A polêmica estava no ar. “Que há de vir a ser este menino?” era a pergunta do momento. Até que lá pelas tantas, alguém sugeriu:

“Ele poderia ser o nosso rei. Ouvi alguém dizer lá no vale que `em terra de cego, quem tem um olho é rei`. Então, ele poderia nos ajudar muito, principalmente quando chegar a hora de escolher a nova frota dos cães-guias.”

“Hmmm, não sei não”, respondeu um dos principais dos concegueiros, quer dizer, conselheiros. “Isto não vai dar certo. Até hoje, nunca tivemos alguém que enxergasse entre nós e sempre nos demos bem”.

“É, nem sempre, né? Lembra da história de construir o campinho de futebol na beira do barranco?”

“Pior foi quando compramos aquele pó de café que…”

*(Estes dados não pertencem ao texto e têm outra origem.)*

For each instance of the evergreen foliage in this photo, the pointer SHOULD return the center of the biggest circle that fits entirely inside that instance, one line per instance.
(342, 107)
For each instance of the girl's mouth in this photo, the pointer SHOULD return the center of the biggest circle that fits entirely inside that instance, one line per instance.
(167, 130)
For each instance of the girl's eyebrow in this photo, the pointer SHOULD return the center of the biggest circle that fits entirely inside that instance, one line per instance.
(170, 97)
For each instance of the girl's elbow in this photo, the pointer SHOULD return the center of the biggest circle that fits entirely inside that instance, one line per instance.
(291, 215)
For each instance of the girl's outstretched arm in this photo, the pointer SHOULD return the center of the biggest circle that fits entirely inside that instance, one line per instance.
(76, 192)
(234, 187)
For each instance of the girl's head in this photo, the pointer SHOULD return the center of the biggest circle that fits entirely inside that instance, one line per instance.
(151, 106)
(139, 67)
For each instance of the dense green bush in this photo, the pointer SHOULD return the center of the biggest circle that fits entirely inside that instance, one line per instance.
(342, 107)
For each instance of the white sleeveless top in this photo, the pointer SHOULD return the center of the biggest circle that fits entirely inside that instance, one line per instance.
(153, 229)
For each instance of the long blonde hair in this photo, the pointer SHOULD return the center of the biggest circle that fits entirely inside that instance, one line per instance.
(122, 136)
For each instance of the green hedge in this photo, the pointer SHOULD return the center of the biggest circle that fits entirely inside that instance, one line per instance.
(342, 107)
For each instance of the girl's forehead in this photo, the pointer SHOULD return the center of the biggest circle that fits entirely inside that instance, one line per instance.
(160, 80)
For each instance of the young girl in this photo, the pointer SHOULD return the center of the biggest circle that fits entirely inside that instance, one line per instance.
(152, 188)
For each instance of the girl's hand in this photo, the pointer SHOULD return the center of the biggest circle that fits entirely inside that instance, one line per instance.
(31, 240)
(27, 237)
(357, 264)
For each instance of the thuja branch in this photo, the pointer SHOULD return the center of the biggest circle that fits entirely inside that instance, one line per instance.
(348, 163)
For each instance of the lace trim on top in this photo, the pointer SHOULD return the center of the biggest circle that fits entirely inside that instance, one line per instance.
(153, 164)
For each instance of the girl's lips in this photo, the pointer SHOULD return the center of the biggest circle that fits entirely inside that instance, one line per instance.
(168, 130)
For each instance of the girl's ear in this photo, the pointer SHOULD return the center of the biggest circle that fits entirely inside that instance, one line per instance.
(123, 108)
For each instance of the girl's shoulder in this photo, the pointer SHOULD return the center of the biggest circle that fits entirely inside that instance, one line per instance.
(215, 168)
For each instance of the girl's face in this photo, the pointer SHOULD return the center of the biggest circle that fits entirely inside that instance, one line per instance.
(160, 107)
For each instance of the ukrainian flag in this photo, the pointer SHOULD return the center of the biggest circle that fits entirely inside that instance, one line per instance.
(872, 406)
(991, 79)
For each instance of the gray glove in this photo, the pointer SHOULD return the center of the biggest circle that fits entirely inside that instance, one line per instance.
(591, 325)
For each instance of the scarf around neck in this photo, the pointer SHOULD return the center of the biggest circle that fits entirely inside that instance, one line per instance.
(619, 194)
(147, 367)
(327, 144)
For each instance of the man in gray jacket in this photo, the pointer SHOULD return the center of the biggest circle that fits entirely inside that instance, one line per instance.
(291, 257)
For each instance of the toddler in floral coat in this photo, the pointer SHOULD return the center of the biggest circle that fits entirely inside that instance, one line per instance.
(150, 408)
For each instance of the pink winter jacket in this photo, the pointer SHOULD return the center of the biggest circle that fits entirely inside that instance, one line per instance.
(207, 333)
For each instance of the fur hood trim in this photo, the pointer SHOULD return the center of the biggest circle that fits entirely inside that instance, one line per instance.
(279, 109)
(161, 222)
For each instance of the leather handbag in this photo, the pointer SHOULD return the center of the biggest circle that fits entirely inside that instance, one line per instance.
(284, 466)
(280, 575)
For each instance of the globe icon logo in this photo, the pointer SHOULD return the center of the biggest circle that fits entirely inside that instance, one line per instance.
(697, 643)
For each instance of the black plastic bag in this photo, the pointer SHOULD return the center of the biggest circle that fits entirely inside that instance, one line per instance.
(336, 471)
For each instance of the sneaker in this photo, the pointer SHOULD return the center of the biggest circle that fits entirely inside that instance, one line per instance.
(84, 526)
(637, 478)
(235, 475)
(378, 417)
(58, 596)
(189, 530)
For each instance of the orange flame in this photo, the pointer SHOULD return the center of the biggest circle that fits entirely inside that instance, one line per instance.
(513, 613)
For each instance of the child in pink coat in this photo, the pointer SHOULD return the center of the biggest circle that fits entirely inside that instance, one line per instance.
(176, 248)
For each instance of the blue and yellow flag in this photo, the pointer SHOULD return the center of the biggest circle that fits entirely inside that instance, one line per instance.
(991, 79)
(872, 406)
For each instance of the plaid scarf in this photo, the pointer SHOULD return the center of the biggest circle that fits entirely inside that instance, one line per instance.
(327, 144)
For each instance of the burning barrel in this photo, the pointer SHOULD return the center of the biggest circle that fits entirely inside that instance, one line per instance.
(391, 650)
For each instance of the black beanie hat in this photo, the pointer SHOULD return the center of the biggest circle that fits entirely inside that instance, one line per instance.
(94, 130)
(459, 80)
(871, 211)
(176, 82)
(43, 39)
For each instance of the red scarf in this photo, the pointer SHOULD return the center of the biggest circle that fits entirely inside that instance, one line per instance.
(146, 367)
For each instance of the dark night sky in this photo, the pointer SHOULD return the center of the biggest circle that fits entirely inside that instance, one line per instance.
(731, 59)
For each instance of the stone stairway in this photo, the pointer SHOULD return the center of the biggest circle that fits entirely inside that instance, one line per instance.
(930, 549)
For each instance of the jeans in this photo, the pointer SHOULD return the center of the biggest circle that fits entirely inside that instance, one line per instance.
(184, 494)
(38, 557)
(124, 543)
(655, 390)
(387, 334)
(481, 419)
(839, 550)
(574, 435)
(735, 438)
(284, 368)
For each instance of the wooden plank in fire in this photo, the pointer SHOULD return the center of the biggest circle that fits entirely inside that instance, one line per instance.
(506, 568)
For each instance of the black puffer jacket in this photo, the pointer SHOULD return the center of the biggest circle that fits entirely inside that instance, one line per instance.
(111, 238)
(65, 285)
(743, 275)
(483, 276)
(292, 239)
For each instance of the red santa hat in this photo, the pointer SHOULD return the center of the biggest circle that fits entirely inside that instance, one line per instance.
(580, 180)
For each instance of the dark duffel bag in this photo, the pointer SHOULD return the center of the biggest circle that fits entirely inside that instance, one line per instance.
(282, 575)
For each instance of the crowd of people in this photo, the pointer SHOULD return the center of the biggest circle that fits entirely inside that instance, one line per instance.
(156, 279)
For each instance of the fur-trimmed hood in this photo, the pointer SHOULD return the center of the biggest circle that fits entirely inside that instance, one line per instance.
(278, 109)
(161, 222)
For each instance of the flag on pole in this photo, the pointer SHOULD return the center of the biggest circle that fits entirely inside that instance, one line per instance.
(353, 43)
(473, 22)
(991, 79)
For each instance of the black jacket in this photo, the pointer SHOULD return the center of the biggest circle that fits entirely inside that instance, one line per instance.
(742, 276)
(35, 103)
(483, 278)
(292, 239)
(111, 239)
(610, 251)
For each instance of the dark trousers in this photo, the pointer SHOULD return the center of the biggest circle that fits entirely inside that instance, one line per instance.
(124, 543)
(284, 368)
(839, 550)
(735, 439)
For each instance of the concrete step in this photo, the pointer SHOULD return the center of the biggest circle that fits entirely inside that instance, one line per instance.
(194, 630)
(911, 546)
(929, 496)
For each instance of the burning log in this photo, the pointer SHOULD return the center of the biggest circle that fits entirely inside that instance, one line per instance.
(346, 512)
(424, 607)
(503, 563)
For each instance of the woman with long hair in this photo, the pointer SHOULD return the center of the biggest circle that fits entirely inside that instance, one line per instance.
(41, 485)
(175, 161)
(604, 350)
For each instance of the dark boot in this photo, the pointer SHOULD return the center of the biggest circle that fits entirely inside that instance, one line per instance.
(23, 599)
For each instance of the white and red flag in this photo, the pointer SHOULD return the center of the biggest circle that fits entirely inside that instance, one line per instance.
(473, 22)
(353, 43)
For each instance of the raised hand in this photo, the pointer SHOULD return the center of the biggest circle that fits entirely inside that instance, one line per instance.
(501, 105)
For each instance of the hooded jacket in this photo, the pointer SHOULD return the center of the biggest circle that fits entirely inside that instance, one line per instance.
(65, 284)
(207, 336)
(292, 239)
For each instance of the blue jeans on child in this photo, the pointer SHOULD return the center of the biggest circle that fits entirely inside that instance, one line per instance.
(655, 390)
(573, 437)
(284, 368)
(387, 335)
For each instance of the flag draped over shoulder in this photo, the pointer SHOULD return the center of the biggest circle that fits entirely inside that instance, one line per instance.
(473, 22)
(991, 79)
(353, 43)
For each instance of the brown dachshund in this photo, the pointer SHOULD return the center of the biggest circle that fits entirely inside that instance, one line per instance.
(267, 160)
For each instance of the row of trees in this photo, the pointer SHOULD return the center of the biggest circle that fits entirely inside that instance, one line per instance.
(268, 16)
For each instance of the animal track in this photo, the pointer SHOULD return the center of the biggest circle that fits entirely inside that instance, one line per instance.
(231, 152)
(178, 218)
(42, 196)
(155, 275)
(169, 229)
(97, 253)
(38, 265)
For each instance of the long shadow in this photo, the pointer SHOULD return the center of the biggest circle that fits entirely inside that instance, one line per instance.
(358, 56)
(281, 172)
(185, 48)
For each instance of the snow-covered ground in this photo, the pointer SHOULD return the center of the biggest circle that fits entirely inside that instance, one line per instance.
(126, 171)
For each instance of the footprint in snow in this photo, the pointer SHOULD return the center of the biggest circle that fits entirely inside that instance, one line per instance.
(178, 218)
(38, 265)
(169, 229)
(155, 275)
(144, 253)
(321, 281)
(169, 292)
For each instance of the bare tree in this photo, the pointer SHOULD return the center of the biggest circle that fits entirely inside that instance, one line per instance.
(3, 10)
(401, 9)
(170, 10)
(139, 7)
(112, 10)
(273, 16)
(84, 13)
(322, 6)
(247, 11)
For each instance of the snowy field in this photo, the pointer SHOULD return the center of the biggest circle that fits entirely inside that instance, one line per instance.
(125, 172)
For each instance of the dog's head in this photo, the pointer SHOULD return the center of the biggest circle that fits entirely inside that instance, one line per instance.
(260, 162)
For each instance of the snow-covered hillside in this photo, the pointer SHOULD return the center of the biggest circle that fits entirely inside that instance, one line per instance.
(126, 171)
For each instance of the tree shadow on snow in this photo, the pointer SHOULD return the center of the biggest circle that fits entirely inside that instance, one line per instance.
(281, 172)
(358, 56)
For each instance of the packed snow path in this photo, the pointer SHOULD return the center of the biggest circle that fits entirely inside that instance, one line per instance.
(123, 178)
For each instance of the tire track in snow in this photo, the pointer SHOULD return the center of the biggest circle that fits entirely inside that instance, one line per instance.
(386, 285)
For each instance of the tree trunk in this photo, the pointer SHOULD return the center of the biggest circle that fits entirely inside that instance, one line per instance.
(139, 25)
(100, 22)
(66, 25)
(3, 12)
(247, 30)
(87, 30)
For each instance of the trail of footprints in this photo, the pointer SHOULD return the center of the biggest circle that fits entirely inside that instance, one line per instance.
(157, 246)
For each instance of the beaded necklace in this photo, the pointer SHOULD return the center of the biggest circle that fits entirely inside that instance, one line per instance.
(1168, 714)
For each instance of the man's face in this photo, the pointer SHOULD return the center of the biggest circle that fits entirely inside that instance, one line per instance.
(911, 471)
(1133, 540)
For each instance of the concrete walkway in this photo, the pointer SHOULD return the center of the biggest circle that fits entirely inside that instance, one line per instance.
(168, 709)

“Calem-se!”, interrompeu irritado um outro senhor ajeitando os óculos escuros. “Vocês são jovens demais para dar palpite sobre isso. Vocês ainda não viram nada sobre a vida”.

“É, seu Diótrefes, mas o senhor também nunca viu nada”.

“Não vi, mas vivi. Eu sei o que estou falando. Isso não vai dar certo. Nunca deu certo, não é agora que vai dar. Nunca precisamos disso. E tem mais: isso acabaria completamente com a nossa identidade. O que as pessoas vão dizer se souberem que temos um rei que enxerga?”

“Mas, seu Diótrefes…”

“Não tem mas, não tem menos; nem más ou menos. Eu já decidi.”

“Decidiu o quê?”

“Vamos furar os olhos dele e assim seremos todos iguais”.